December 13, 201411 yr First opener attempt...and about my 6th thing made, after some tongs and some assorted hooks. :P Inspiration was to have opener somewhat like a big old skeleton key, and wanted the source material--rebar-- to still be apparent. On the first, one, I formed the loop on the end first...which made it a bit harder working on the tooth part. Second one, I flattened the end area first to do the tooth first. I'm generally ok with the loops, not so much with the teeth. Transition from the flat area to the round handle is messy. Needs some sort of clean line there. Also, the profile of the tooth end isn't very intentional looking. I also didn't clean up the hot cut/inside edge of the tooth enough. The tooth was difficult. Used a hot cut to make diagonal though the flat area, then opened it up by working it around a round rod in the vice. In hindsight, should've hot punched a hole first, then hot cut over to it. I wire-wheeled them to brighten them up....nobody wants to use a dirty-looking opener. Well at least they actually work, and I learned some things for the next attempt. Thanks for looking.
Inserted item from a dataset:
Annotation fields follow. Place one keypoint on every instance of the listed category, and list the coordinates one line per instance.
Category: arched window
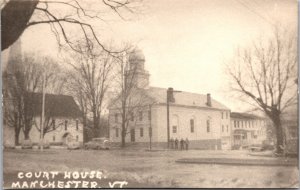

December 14, 201411 yr Those have some character, and a lot of potential. Try using the horn and a rounded cross pein or straight pein to get a nice smooth transition. And your right punching a hole and slitting to it works nicely for a this kind of process, isn't absolutely necessary, but smooths the bottom of the crotch. You just have to clean up the transition to legs so their smooth too;-) I could see a Beer Dragon made out of that, punch eyes and some nostrils, could look very Cool:-) Could make it look like the dragon on the prow of a Viking long ship... Lots of potential like I said;-)
December 14, 201411 yr I agree with SJS, the two pieces show a lot of character and a real intuitive understanding of the material. Keep it up man.
December 14, 201411 yr Building on SJS' comment about elmoleaf's openers being made more "dragony"; chisel/punch in some details on the handle loop to make it look more like a tail. I just worry that the really sharp looking lower jaw would be likely to chip the bottle edge.
December 14, 201411 yr Decided to ignore the football game and instead make another attempt at skeleton key style openers. Steps were: 1. upset end of rebar. 2. flatten out upset area into un-centered rectangular area. 3. taper opposite end for loop and form loop. 4. hot punch hole thru rectangular area and enlarge hole. 5. hot cut two times to remove material at/adjacent to hole. 6. fussing about etc. to clean up opener end and get distance/angle correct. 7. Bit of filing and clean up to remove square edges at loop and opener end. Forming loops and working inside diameters is done with rod clamped in a vice, as I don't have a true anvil with horn. Thanks for all the feedback.
December 15, 201411 yr @Du7ch: And it appears that you had a try with some chiles! An excellent pairing with the bottle openers and a very nice start overall.( No doubt they are red AND green for a true Christmas serving.)